Backup - rsync or tar

14,489

Solution 1

Definitely rsync.

The advantage of rsync is that it will copy only the files which have changed.

If you have 100GB+ of relatively small files, you don't want to copy them all each time.

Note: the first backup with rsync will be slow because all files are copied. Subsequently only the changed files are copied, and they can be compressed during the copy.

Be sure to familiarise yourself with all the options of rsync ... there are many.

Tar is an archive utility. You could conceivably create a tar file for the entire 100GB+, but you don't want to transfer it all, each time.

Solution 2

I would like to add that, although in general I agree with pavium's reply and I would choose rsync, there are options in tar for incremental backups. From man:

-g, --listed-incremental F create/list/extract new GNU-format incremental backup

   -G, --incremental
      create/list/extract old GNU-format incremental backup

EDIT: Following a recent comment, I will further expand on how both backups work:

tar initially creates a large file, possibly compressed (-g gzip flag) with all backed up files. Then each incremental backup creates a new file only with the modified files, in which it also specifies which of them have been deleted.

rsync on the other hand initially keeps a second mirror directory with the exact tree and files of the source directory, uncompressed. Then with every incremental backup (-B flag), it continues to have a mirror copy of the source, keeping in another directory by date all changed files (both modified and deleted).

Therefore, one can understand that each method has its plus and minus. A tar backup is more difficult to be maintained in a medium with limited capacity, as it happens with the classic incremental method. rsync is not considered a classic backup solution. It requires more disk space for the mirror, since it is uncompressed. It requires more time to reconstruct a full backup of a previous date.
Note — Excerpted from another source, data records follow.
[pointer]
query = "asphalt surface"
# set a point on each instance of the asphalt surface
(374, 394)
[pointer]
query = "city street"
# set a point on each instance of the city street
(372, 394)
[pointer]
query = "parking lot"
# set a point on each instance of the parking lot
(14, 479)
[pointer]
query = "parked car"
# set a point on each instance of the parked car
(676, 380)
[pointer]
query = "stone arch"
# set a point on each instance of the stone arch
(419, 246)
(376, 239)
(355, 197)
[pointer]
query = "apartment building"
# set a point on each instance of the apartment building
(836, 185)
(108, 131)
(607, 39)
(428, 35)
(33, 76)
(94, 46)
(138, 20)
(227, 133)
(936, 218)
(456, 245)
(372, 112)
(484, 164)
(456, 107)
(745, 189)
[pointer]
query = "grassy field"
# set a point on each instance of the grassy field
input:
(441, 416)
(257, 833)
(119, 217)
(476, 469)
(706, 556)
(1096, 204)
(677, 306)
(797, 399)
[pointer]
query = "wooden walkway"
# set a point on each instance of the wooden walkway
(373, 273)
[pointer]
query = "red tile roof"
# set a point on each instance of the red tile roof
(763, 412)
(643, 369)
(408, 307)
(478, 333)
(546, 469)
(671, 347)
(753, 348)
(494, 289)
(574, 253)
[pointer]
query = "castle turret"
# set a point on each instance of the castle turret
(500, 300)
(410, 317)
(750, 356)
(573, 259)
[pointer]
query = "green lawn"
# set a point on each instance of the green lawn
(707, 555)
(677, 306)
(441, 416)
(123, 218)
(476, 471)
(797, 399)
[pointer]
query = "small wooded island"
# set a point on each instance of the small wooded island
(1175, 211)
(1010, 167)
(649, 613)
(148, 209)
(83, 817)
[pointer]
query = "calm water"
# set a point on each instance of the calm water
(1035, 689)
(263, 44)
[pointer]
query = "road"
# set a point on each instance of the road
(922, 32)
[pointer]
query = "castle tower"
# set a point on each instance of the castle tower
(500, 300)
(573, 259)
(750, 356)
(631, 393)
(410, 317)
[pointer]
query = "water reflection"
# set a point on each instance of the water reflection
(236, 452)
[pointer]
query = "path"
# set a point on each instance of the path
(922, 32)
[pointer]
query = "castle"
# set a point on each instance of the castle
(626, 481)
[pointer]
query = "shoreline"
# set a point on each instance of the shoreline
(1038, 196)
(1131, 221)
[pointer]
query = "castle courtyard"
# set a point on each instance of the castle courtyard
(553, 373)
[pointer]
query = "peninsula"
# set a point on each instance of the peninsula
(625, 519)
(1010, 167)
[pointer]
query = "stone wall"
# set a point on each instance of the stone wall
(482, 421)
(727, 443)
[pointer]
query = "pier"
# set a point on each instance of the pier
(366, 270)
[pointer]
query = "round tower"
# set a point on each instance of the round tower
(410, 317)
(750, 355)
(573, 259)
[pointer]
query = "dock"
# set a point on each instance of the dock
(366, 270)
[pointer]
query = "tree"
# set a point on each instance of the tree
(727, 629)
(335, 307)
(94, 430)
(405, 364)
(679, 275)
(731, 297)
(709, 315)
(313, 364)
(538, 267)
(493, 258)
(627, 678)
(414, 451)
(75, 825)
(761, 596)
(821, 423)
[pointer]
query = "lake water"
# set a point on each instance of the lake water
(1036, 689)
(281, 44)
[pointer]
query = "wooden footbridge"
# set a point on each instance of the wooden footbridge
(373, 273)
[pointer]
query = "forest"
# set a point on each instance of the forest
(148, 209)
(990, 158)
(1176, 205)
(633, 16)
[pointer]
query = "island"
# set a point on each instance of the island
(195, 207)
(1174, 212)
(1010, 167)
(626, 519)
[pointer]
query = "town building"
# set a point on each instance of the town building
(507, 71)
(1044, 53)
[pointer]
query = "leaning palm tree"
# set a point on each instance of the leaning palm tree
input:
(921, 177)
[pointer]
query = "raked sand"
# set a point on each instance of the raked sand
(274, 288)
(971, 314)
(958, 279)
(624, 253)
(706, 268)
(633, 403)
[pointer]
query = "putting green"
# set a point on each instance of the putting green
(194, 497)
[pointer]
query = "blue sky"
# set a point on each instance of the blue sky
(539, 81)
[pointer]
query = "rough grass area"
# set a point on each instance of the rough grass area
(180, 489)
UPDATE: Since Mar 2016 a newer alternative came up: borg backup. I very strongly recommend it. It uses the 'deduplicating' method. More information on the link provided above.

Solution 3

rsync can be somewhat painful if you have a very large number of files - especially if your rsync version is lower than 3. On the other hand: if you use tar, you would generate a very big resulting tar-file (unless the data may be compressed a lot). Personally, I would look at rdiff-backup, but make sure that you test your restore situation: rdiff-backup can be very memory demanding when restoring.

Solution 4

if your files do not change much - i would vote for rsync.

Solution 5

Do you need history (multiple backups) or just a plain copy of your data to some other disk? Backing up 100GB of 10KB files would take ages if you don't use a block level backup. Think about making block level snapshots or some other block level based solution, if you really need a fast solution.

Share:
14,489

Related videos on Youtube

Admin
Author by

Admin

Updated on September 17, 2022

Comments

  • Admin
    Admin almost 2 years

    We're looking to backup about 100gb+ of data containing small files (10kb+) each. The backup needs to be done as fast as possible to another harddrive weekly. Which is the better (especially speed wise) way to backup in such scenario? Rsync, or tar?

    • dasdasd
      dasdasd over 11 years
      Information about the files would be interesting. Are the existing ones static and only new ones are added or are all files prone to changes?
  • Christopher Batey
    Christopher Batey over 14 years
    Do not need a history, just a plain copy of data to a secondary harddisk mounted on the server. Any suggestioon on a faster solution?
  • pfo
    pfo over 14 years
    ``dd=/dev/sdX of=/dev/sdY'' in a cron job should be the fastest solution since it's block level copy if sdX being copied to sdY. Benchmark that against a tar'ed or rsync'd copy.
  • Svish
    Svish over 14 years
    Can you take a block level backup of just certain folders?
  • daff
    daff over 14 years
    Block-level backups by design only work for entire filesystems, not single directories. This is especially true for simple solutions like "dd if=/dev/foo of=/dev/bar" but AFAIK also for the more advanced Snapshot-based products from NetApp, EMC and the like.
  • Tonny
    Tonny over 11 years
    For the millionth time: RAID IS NOT BACKUP
  • Tonny
    Tonny over 11 years
    I did read and comprehend your answer. I am fully familiar with the in's and out's of BTRFS. (Hell, I've written parts of BTRFS.) You can use BTRFS with a combination of snapshots and RAID to achieve something that would act as a backup, but it is finicky, uses experimental features and IN GENERAL it is not a solution for a generic backup problem. I stand by my statement: RAID by itself is not backup. RAID+snapshot can be backup, but it is very hard to do it right. Just snapshot+blockbases image-copy of the snapshot is a much simpler approach to the posters question.
  • Yuan
    Yuan about 11 years
    If computer strikes by thunder or fire, will your raid 1 backup surrive?
  • dasdasd
    dasdasd about 11 years
    @Tonny: Since btrfs was only one of 2 provided options, I still do not understand the yelling and the downvote. Swapping out images from a softraid is done in a handfull of lines of script.
  • Nicolas Schmidt
    Nicolas Schmidt about 5 years
    Why would you choose rsync over tar if both have incremental backups?
  • Wtower
    Wtower about 5 years
    I hope the recent edit covers your question.
  • asa
    asa about 3 years
    why would you "definitely" use rsync if you could use tar.gz and combine it with find to create incremental compressed backups?
  • TheTechRobo Stands for Ukraine
    TheTechRobo Stands for Ukraine almost 3 years
    @asa more work i assume